On the farm the children interact with animals, grow flowers, fruits and vegetables from seed, harvest the plants they helped cultivate and even cook with the ingredients they grew. The farm experience gives them a safe, non-threatening environment to heal while teaching them valuable skills. Excess produce is donated to local shelters, extending their reach even farther into the community.
“Hidden Villa is a nonprofit educational organization that uses its organic farm, wilderness, and community to teach and provide opportunities to learn about the environment and social justice. Hidden Villa stretches over 1600 acres of open space in the foothills of the Santa Cruz Mountains, about 40 miles south of San Francisco. Our mission is to inspire a just and sustainable future through our programs, land and legacy.”
Hidden Villa is also a working farm, complete with a Community Sponsored Agriculture program. A portion of all harvest go to shareholders, while another is donated to local low-income families.
As part of their educational programs, they offer a large assortment of family-oriented classes and events (including How Does Your Garden Grow?, Cheese Please! and my personal favorite, Manure to Meadow to MMMMmmm!) all at very reasonable prices.
Like most non-profits, Hidden Villa is run by a very limited full-time staff on an even more limited budget (especially now), so they rely very heavily on their hundreds of volunteers to keep things running.
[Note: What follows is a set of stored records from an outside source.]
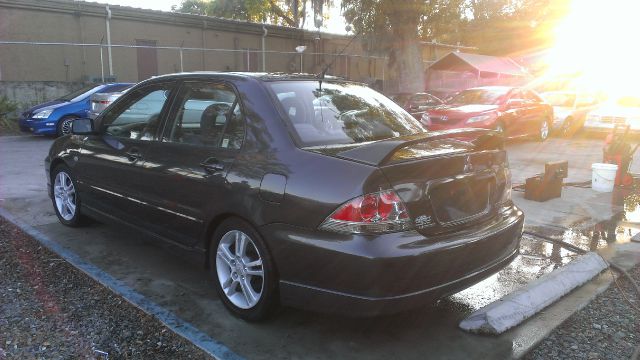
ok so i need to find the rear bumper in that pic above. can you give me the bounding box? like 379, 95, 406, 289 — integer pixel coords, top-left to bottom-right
262, 206, 524, 316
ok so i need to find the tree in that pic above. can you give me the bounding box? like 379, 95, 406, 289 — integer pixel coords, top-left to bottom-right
173, 0, 331, 28
459, 0, 571, 56
342, 1, 459, 93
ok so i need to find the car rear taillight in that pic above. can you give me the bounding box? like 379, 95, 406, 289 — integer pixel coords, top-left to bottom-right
319, 190, 413, 234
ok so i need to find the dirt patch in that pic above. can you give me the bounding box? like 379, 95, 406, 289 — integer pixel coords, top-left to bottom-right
0, 217, 212, 359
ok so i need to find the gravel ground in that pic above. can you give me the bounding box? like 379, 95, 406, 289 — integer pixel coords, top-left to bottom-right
0, 217, 212, 359
525, 264, 640, 360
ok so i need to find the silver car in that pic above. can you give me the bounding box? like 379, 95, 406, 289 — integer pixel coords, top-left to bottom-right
541, 91, 600, 136
88, 85, 134, 119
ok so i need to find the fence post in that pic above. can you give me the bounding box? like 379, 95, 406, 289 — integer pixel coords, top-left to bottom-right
179, 48, 184, 72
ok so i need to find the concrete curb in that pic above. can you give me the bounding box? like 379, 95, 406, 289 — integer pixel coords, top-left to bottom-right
0, 208, 243, 360
460, 252, 609, 335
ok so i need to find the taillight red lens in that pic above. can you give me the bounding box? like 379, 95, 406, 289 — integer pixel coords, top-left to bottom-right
320, 190, 412, 234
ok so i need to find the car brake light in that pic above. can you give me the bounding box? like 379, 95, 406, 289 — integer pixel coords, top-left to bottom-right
319, 190, 413, 234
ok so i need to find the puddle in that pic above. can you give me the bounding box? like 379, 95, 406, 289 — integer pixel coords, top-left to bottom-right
560, 187, 640, 251
450, 236, 579, 311
450, 186, 639, 312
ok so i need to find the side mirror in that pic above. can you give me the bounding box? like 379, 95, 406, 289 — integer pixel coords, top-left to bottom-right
506, 99, 525, 109
71, 118, 97, 135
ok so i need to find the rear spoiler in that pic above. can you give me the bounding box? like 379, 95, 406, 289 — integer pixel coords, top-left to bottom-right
337, 128, 503, 166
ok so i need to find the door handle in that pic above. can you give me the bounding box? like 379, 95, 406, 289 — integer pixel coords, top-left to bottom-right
200, 157, 225, 173
125, 148, 143, 162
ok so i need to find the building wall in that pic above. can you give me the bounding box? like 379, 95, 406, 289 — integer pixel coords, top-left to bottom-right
0, 0, 389, 83
0, 0, 472, 109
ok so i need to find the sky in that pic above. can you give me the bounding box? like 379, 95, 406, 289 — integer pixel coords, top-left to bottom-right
84, 0, 349, 34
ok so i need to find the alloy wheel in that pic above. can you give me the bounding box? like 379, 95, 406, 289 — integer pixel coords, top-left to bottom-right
60, 118, 74, 135
562, 118, 573, 137
216, 230, 265, 309
540, 120, 549, 140
53, 171, 76, 221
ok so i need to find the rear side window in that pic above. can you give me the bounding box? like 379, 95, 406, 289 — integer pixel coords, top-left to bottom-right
268, 81, 425, 147
164, 82, 244, 150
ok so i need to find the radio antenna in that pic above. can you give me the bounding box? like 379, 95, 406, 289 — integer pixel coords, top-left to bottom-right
317, 26, 361, 82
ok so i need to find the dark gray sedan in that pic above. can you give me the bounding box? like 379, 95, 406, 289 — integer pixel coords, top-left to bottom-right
45, 72, 524, 321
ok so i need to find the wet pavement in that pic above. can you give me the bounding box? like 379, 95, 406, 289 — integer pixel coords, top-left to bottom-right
1, 134, 639, 359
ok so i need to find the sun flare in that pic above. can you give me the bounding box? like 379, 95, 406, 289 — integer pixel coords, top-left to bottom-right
544, 0, 640, 97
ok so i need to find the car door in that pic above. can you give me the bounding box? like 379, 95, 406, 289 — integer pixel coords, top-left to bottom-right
522, 90, 548, 136
139, 80, 245, 246
76, 82, 176, 224
501, 90, 529, 136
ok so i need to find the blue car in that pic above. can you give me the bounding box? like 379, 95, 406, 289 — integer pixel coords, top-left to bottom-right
19, 83, 132, 137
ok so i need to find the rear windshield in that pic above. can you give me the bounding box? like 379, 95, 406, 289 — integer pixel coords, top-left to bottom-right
268, 81, 425, 147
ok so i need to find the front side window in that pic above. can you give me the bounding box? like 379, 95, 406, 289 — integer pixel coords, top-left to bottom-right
268, 81, 425, 147
165, 82, 244, 150
101, 84, 173, 140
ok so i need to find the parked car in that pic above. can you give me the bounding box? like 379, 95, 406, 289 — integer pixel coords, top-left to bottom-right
422, 86, 554, 141
540, 91, 600, 136
583, 96, 640, 133
88, 85, 134, 119
389, 92, 443, 119
46, 72, 524, 321
19, 83, 132, 137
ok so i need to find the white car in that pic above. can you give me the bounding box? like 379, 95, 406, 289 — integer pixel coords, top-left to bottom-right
541, 91, 600, 136
584, 96, 640, 133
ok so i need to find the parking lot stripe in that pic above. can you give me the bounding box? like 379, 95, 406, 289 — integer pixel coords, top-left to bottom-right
0, 208, 244, 360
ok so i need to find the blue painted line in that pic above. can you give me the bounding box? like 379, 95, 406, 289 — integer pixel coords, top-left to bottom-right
0, 208, 244, 360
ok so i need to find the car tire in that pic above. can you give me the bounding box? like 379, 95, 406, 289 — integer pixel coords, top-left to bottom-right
561, 117, 574, 138
537, 118, 550, 142
56, 116, 77, 137
51, 164, 85, 227
209, 218, 278, 321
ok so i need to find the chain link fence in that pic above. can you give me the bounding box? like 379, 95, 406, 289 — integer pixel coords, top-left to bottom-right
0, 41, 387, 86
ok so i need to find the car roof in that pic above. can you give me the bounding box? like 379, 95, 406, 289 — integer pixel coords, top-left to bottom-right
145, 72, 344, 83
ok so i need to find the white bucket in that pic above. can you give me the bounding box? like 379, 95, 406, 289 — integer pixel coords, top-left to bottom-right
591, 163, 618, 192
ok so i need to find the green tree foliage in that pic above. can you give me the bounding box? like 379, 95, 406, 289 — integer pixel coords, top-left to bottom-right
174, 0, 571, 89
174, 0, 331, 28
459, 0, 571, 56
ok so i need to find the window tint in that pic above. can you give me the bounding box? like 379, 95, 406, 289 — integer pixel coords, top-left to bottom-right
268, 81, 425, 147
101, 84, 172, 140
165, 82, 244, 149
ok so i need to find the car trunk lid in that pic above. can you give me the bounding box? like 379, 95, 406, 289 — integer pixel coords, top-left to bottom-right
307, 129, 510, 235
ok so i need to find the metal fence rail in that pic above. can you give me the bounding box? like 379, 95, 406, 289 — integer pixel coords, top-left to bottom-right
0, 40, 388, 86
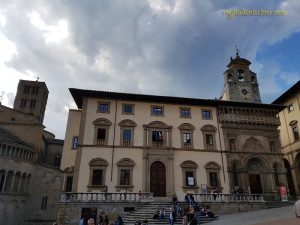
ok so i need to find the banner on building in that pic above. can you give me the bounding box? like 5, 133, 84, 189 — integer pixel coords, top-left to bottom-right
201, 184, 207, 193
280, 186, 288, 201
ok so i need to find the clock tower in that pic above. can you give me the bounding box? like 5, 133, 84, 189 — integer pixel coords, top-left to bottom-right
222, 50, 261, 103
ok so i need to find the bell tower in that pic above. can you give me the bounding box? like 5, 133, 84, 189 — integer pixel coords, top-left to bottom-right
222, 49, 261, 103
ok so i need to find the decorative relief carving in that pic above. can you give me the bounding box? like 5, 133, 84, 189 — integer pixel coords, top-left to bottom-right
243, 137, 263, 152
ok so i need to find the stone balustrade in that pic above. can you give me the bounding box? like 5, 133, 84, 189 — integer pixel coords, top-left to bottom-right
192, 193, 264, 202
60, 192, 153, 203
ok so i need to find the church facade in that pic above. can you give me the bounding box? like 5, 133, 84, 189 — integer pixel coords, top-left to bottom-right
61, 54, 287, 203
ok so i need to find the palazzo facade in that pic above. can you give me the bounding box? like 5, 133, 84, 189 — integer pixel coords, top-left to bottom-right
61, 54, 287, 201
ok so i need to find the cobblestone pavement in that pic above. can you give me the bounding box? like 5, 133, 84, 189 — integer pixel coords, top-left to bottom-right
207, 205, 298, 225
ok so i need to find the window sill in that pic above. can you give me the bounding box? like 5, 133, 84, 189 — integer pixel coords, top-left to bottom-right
115, 185, 134, 192
87, 185, 106, 190
182, 185, 199, 192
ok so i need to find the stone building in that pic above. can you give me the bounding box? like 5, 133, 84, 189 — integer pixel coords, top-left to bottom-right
0, 80, 64, 225
59, 53, 287, 222
273, 80, 300, 197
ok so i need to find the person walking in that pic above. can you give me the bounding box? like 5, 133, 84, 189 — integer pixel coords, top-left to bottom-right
295, 196, 300, 219
169, 208, 176, 225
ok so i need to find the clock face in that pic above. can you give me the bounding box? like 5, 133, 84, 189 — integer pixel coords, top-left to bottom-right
238, 86, 251, 98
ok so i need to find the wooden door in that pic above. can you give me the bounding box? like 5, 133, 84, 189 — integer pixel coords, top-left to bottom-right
249, 174, 262, 194
150, 161, 166, 197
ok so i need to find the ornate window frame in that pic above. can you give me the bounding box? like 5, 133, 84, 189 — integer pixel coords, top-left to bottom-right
116, 158, 135, 192
93, 118, 112, 146
143, 121, 172, 148
178, 123, 195, 149
289, 120, 299, 142
201, 125, 217, 150
119, 119, 137, 147
88, 158, 109, 190
180, 160, 199, 192
205, 161, 221, 192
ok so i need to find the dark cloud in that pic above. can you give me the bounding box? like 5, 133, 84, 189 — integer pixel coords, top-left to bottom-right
1, 0, 300, 138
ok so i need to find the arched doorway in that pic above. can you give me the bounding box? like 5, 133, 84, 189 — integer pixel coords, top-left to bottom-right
247, 158, 266, 194
150, 161, 166, 197
284, 158, 296, 197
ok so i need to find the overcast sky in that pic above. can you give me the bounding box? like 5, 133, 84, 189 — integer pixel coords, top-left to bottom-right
1, 0, 300, 139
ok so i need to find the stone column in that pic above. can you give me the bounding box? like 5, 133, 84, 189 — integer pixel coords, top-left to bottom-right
10, 172, 16, 191
23, 176, 28, 192
18, 177, 23, 192
1, 172, 7, 192
167, 152, 175, 197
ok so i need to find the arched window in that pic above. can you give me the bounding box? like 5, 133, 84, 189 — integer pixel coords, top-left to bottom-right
201, 125, 217, 150
205, 162, 221, 192
180, 161, 199, 191
237, 69, 244, 82
93, 118, 112, 146
88, 158, 109, 189
116, 158, 135, 191
119, 119, 137, 147
143, 121, 172, 148
178, 123, 195, 149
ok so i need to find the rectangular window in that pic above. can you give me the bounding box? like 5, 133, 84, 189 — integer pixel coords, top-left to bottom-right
185, 171, 194, 186
293, 127, 299, 141
206, 134, 213, 145
181, 109, 189, 117
99, 104, 108, 112
20, 99, 27, 107
97, 129, 106, 140
124, 105, 133, 113
24, 85, 30, 94
30, 99, 36, 108
120, 169, 130, 185
209, 172, 218, 187
92, 169, 103, 185
65, 176, 73, 192
54, 156, 61, 167
203, 111, 211, 119
123, 130, 131, 141
183, 133, 191, 144
32, 86, 39, 95
153, 107, 163, 115
152, 131, 163, 141
72, 137, 78, 149
41, 196, 48, 210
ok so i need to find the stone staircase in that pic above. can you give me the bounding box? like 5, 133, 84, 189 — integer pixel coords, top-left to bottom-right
265, 201, 296, 209
122, 201, 218, 225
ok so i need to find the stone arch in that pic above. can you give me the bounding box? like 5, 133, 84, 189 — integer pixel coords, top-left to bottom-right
180, 160, 198, 169
245, 156, 268, 170
201, 124, 217, 132
92, 118, 112, 126
178, 123, 195, 131
116, 158, 136, 167
13, 172, 22, 192
118, 119, 137, 127
204, 161, 221, 170
89, 158, 109, 166
145, 121, 172, 129
4, 170, 14, 192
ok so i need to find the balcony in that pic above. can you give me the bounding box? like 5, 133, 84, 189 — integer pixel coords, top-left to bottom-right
96, 139, 105, 146
152, 141, 163, 148
122, 140, 131, 147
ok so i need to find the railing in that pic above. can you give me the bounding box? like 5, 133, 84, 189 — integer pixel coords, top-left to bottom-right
0, 142, 37, 162
192, 193, 264, 202
96, 139, 105, 146
183, 143, 192, 149
152, 141, 163, 148
60, 192, 153, 203
205, 144, 214, 150
123, 140, 131, 147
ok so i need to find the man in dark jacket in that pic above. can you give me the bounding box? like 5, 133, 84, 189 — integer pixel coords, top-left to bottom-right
187, 208, 197, 225
168, 208, 176, 225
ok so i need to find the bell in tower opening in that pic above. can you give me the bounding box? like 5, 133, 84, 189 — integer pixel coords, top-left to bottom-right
221, 49, 261, 103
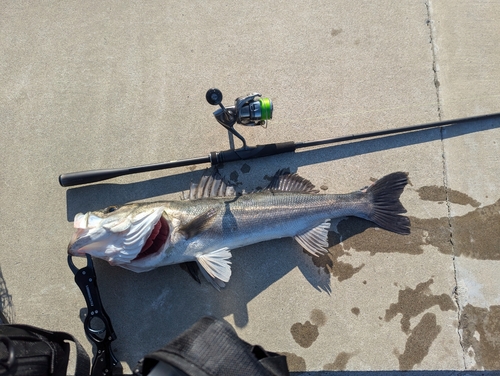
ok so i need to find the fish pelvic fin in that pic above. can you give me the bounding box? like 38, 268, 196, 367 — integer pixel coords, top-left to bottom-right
366, 172, 411, 235
196, 248, 232, 291
294, 220, 331, 256
266, 169, 319, 193
178, 208, 218, 239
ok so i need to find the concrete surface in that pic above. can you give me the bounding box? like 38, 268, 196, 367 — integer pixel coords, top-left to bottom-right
1, 1, 499, 374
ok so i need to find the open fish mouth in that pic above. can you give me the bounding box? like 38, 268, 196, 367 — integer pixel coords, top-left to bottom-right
68, 206, 169, 266
133, 215, 169, 261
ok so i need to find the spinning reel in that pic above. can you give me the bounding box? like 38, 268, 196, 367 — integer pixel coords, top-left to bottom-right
206, 88, 273, 149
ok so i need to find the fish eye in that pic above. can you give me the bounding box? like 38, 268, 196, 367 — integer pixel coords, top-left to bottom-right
103, 205, 118, 214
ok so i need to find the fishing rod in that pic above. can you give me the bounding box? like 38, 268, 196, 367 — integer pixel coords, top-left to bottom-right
59, 88, 500, 187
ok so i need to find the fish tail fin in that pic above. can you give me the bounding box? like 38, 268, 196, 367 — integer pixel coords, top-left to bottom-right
365, 172, 410, 235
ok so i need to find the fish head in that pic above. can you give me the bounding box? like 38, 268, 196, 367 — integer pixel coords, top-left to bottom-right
68, 203, 172, 271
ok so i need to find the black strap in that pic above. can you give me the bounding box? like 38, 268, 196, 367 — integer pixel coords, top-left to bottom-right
3, 324, 90, 376
68, 254, 121, 376
251, 346, 290, 376
141, 316, 289, 376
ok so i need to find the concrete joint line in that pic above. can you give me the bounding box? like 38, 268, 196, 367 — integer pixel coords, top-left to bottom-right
425, 0, 442, 121
425, 2, 465, 366
440, 127, 466, 368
I spent a day volunteering as a horticulture worker, starting shrub cuttings and labeling fruit tree scions while others in the group hacked back overgrown blackberries or mulched garden beds. After, we got a tour of the grounds. For me, at least, the rewards of helping to start new plants alone would have been enough, but knowing it was for a good cause made it even better.
If you live in the San Francisco Bay Area, consider volunteering.